Lastly, Tobin discusses the forgeries in the Bible. Modern scholarship agrees that the book of Daniel, the later part of Isaiah (chs. 40-66) and portions of the Psalms are forged. There is also consensus in rejecting Paul as the author of the Pastoral Epistles (1 and 2 Timothy, Titus) and Peter as the author of the second epistle of Peter. In addition, much doubt exists that Colossians, Ephesians, 2 Thessalonians, 1 Peter, James and Jude are authentic. Conservatives, aware that the existence of forged documents in the Bible would be damaging to their insistence that it is from God, have attempted to mitigate this damage in three ways.
The first is to avoid using the word "forgery" at all cost and use abstruse words like "pseudepigraphy" and "pseudynomity" instead. The second step is to claim that the disciples of Paul (or Peter or James or Jude) wrote under their master's name because the letter "was intended as an extension of his thought--an assumption of the great apostle's mantle to continue his work." The final step is to then say that the ancients accepted pseudepigraphy as something normal and would not consider it negatively as we would today(p. 167).Tobin shows this last point to be false. Greek and Roman authors warned their audience about forgeries written in their names. The famous Greek doctor Galen actually wrote a whole book telling his audience how to distinguish his work from forgeries (p. 168). Paul himself, if he is the real author of 2 Thessalonians, warns that there could be a letter circulating that falsely purports to be from him (2 Thess. 2:2). In addition, Tertullian records that in his day (2nd century CE), a presbyter had been tried and convicted for forging a document (The Acts of Paul) pretending to be from Paul (see Bart Ehrman, Lost Christianities, pp. 31-32).

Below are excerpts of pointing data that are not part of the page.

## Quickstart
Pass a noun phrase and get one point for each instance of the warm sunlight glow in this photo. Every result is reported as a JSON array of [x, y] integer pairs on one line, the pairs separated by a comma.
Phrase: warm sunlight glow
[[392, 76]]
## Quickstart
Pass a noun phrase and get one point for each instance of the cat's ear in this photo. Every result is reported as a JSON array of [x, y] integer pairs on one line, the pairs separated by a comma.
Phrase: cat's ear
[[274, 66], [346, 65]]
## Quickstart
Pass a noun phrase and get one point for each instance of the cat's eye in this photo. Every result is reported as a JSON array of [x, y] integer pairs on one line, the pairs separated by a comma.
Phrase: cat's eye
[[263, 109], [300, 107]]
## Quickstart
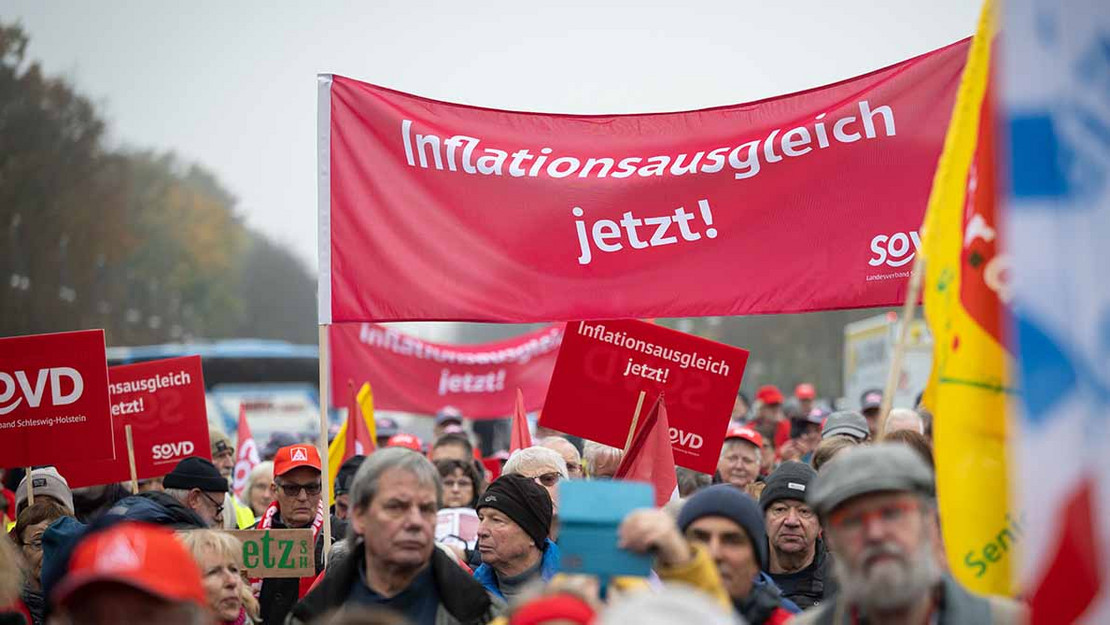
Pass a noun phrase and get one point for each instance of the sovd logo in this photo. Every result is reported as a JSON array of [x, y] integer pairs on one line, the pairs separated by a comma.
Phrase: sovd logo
[[34, 393], [895, 250], [688, 440], [168, 451]]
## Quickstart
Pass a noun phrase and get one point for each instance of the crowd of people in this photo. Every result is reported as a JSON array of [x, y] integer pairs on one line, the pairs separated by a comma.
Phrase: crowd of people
[[810, 517]]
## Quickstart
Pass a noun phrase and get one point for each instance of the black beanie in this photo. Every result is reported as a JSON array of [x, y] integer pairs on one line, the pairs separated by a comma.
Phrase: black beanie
[[790, 481], [523, 501], [195, 473], [730, 503]]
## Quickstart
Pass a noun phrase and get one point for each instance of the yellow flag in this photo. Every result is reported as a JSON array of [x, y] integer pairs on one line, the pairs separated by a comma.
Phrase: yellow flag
[[337, 447], [968, 386]]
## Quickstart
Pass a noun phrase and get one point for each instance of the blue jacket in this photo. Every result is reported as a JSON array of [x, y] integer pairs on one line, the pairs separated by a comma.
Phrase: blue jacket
[[158, 508], [548, 566]]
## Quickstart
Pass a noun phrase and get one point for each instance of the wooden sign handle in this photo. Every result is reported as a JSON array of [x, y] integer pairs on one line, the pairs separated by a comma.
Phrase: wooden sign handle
[[635, 420], [131, 461], [30, 490]]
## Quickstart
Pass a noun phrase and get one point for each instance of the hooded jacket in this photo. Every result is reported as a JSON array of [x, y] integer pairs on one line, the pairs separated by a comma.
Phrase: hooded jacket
[[158, 508], [813, 584], [462, 598]]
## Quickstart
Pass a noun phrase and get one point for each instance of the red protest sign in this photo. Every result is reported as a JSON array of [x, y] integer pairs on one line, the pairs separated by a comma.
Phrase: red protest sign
[[53, 399], [603, 366], [437, 211], [410, 374], [163, 402]]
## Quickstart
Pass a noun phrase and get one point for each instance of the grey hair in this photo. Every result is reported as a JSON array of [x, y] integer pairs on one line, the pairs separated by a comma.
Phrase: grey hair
[[364, 485], [534, 457]]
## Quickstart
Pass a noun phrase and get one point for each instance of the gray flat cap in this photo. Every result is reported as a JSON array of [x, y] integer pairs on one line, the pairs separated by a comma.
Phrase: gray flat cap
[[846, 422], [876, 469]]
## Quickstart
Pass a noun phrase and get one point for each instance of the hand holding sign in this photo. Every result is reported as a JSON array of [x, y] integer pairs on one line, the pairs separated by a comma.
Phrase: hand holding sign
[[655, 532], [604, 365]]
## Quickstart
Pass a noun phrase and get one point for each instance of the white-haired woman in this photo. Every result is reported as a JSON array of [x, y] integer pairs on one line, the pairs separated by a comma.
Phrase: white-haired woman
[[220, 558]]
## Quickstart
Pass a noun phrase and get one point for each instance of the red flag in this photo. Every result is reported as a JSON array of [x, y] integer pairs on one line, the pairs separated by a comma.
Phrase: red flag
[[357, 436], [649, 457], [522, 437], [246, 454]]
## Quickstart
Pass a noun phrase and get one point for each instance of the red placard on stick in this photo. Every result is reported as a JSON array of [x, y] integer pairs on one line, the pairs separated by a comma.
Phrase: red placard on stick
[[163, 402], [53, 399], [603, 366]]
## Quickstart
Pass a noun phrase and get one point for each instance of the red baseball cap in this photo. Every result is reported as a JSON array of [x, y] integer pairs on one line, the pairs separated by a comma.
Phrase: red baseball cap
[[745, 433], [406, 441], [294, 456], [144, 556], [769, 394]]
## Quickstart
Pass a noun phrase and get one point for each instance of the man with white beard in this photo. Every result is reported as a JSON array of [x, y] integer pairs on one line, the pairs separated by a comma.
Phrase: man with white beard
[[879, 515]]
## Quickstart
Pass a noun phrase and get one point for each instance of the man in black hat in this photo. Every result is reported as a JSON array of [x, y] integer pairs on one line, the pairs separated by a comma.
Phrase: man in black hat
[[728, 524], [343, 479], [797, 560], [193, 499], [515, 518]]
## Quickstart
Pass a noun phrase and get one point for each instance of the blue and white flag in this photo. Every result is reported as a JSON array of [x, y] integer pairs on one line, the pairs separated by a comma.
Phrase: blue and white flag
[[1055, 109]]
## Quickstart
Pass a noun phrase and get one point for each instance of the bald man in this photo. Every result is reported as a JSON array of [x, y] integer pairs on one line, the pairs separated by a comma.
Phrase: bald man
[[569, 453]]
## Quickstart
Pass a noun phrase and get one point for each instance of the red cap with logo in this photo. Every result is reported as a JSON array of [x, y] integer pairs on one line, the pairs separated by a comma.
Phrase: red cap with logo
[[406, 441], [745, 434], [144, 556], [294, 456], [769, 394], [805, 391]]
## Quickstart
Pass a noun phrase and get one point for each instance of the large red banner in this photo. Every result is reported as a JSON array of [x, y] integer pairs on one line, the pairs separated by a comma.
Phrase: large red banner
[[163, 402], [805, 202], [414, 375], [603, 366], [53, 399]]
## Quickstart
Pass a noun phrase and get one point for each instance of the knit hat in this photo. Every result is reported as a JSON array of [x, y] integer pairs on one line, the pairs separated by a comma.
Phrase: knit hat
[[48, 482], [523, 501], [195, 473], [789, 481], [848, 423], [730, 503]]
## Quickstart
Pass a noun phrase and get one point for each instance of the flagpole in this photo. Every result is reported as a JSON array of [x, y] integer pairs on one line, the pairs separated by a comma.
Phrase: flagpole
[[131, 460], [323, 436], [635, 419], [899, 354]]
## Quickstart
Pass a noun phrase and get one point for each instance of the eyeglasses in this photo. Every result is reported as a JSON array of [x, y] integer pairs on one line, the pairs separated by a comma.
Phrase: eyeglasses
[[219, 505], [548, 479], [853, 524], [780, 511], [292, 490]]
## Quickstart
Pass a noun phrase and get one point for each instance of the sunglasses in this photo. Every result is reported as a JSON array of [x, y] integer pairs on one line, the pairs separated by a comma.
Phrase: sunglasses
[[548, 479], [294, 490]]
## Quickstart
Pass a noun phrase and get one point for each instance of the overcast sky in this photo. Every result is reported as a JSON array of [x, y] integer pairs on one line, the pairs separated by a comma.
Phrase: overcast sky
[[232, 84]]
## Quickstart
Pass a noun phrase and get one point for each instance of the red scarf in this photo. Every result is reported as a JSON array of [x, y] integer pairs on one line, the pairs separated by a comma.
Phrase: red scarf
[[268, 522]]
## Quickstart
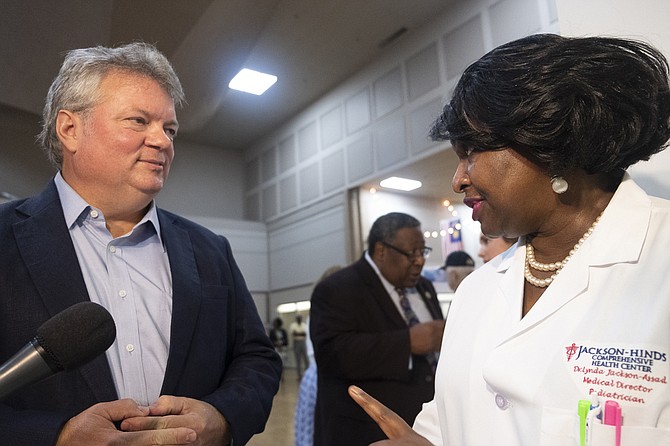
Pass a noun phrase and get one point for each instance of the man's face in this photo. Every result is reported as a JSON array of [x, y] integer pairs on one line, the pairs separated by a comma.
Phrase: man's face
[[124, 145], [399, 269]]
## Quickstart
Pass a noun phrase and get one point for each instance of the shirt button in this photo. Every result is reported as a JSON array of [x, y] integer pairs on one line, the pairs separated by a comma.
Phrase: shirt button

Though Tobin does not mention it, one of the principles used by those who selected the books to be included in the canon was authenticity. If modern scholarship is right in its conclusions, much of the NT and some of the OT should have never been included. Furthermore, two of the major "proof texts" for the divine inspiration of the Bible, 2 Timothy 3:16 and 2 Peter 1:20-21, would not have been included in the canon thus nullifying their impact on the doctrine of inspiration.
Tobin conclusively shows through the five points made in this chapter that modern scholarship has dealt a death-blow to the idea that the Bible is the Word of God.